A testbench for experimenting with Apache Hive at any data scale.

Overview

The hive-testbench is a data generator and set of queries that lets you experiment with Apache Hive at scale. The testbench allows you to experience base Hive performance on large datasets, and gives an easy way to see the impact of Hive tuning parameters and advanced settings.

Prerequisites

You will need:

  • A Linux-based HDP cluster (or Sandbox).
  • Between 15 minutes and 6 hours to generate data (depending on the Scale Factor you choose and available hardware).

Install and Setup

All of these steps should be carried out on your Hadoop cluster.

  • Optional: Install a Tez capable version of Hive.

If you want to compare and contrast Hive on Map/Reduce versus Hive on Tez, install a version of Hive that works with Tez. For now that means installing the Stinger Phase 3 Beta. Hive 13 and beyond, when they are released, will include Tez support by default.

  • Step 1: Prepare your environment.

Before you begin, gcc, and maven (mvn)must be in your system path.
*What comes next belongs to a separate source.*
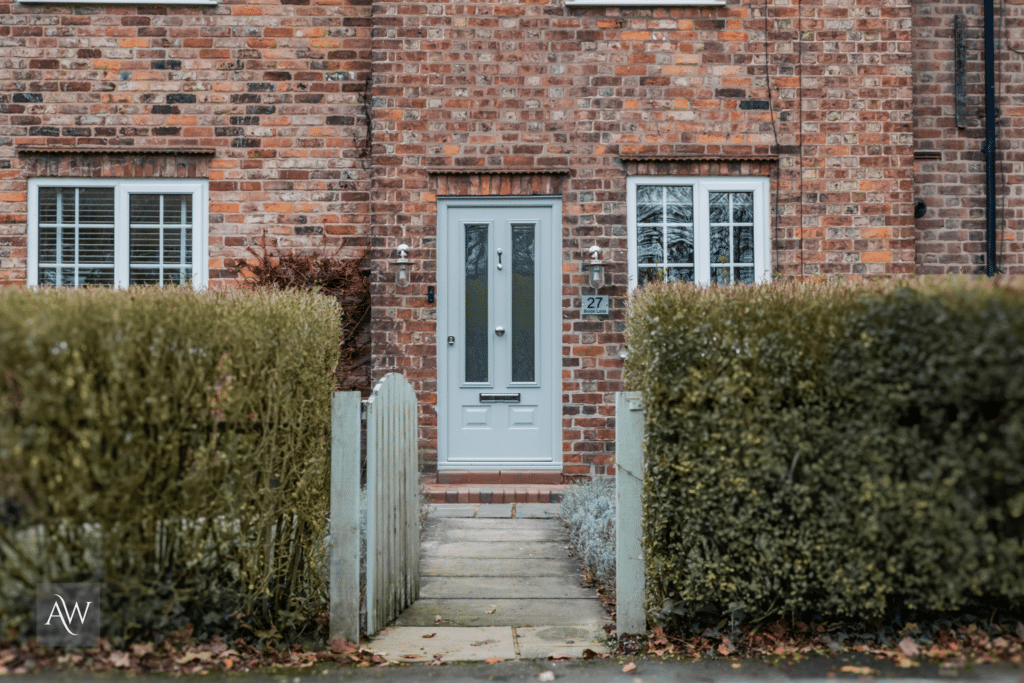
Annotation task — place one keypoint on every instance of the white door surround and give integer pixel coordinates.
(499, 333)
This is needed to compile the data generation program and package it for running inside Hadoop. These only need to be installed on one node of your Hadoop cluster.

On Ubuntu systems you can install all these via sudo apt-get install gcc maven. On RHEL / CentOS, most of these are availabile, start with sudo yum install gcc. Maven must be installed manually.

  • Step 2: Compile and package the data generator.

    
    - Step 2: Create a working directory in HDFS.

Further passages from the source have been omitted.